Hazel took a step toward the butler, finally compelling him to stand aside, and entered the manor.
***
“That motherfucker!” Hazel was pacing around her house, occasionally stopping to stare in the mirror at her unnaturally pale complexion before striding away, tearing apart another cushion or smashing another vase. Eventually, even the mirror was shattered and in pieces. Her cats cowered in their little den, as yet untouched. A sanctuary in this newly-formed asylum.
Appleton forced the Embrace on her in an act of humiliation, as a way of warning her from becoming too successful as a competitor, but most importantly, as a woman. He and his friends mocked her offers to sell Iversen Freight to the other members of the board. They laughed at her distressed pleas. They victimized her, threw her father’s signet ring into the fire, and finally, Appleton made her one of the undead, just like him.

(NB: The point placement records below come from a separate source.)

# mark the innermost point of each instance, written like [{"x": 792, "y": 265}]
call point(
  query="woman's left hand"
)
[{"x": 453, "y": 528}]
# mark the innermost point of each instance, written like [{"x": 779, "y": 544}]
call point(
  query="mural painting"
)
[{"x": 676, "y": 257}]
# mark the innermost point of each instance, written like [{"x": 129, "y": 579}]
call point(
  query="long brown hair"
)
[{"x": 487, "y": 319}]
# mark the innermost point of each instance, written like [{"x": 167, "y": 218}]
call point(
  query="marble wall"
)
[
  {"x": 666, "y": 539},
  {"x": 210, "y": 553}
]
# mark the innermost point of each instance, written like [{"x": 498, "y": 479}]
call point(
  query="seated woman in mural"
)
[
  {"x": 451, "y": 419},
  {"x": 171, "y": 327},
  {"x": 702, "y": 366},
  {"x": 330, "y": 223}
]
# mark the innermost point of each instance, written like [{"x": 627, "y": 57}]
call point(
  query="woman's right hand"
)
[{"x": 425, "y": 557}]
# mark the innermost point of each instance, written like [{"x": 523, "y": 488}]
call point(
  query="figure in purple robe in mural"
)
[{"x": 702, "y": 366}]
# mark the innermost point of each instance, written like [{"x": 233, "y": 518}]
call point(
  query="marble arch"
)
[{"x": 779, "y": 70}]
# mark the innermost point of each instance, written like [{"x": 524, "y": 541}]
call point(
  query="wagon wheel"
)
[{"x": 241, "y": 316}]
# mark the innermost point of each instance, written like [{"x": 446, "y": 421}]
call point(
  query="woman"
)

“Oh, but you didn’t tell me the rules, did you, you piece of crap?” Hazel punched the wall, drawing blood from her knuckles, only to glare with disgust as the wounds knitted themselves shut. She’d seen this trick several times now. He had her dumped in the Boston Harbor with the message “mend thyself,” before leaving her to sink or swim, figuratively and literally.
At first, Hazel was gasping and clutching for air as she tried to surface. It took her a minute to realize she no longer needed to breathe.
When she finally emerged from the sea, she only felt a burning heat in her veins — a combination of anger and hunger — and like some monster in a dreadful b-movie, she attacked the first stevedore she found, opening his throat and drinking what she could take from his body. The act brought her to a state of lucidity, and to the realization that she’d just ended a man’s life. In a panic, she threw the body into the water and ducked into one of her company’s warehouses, coming to terms with her new state of being.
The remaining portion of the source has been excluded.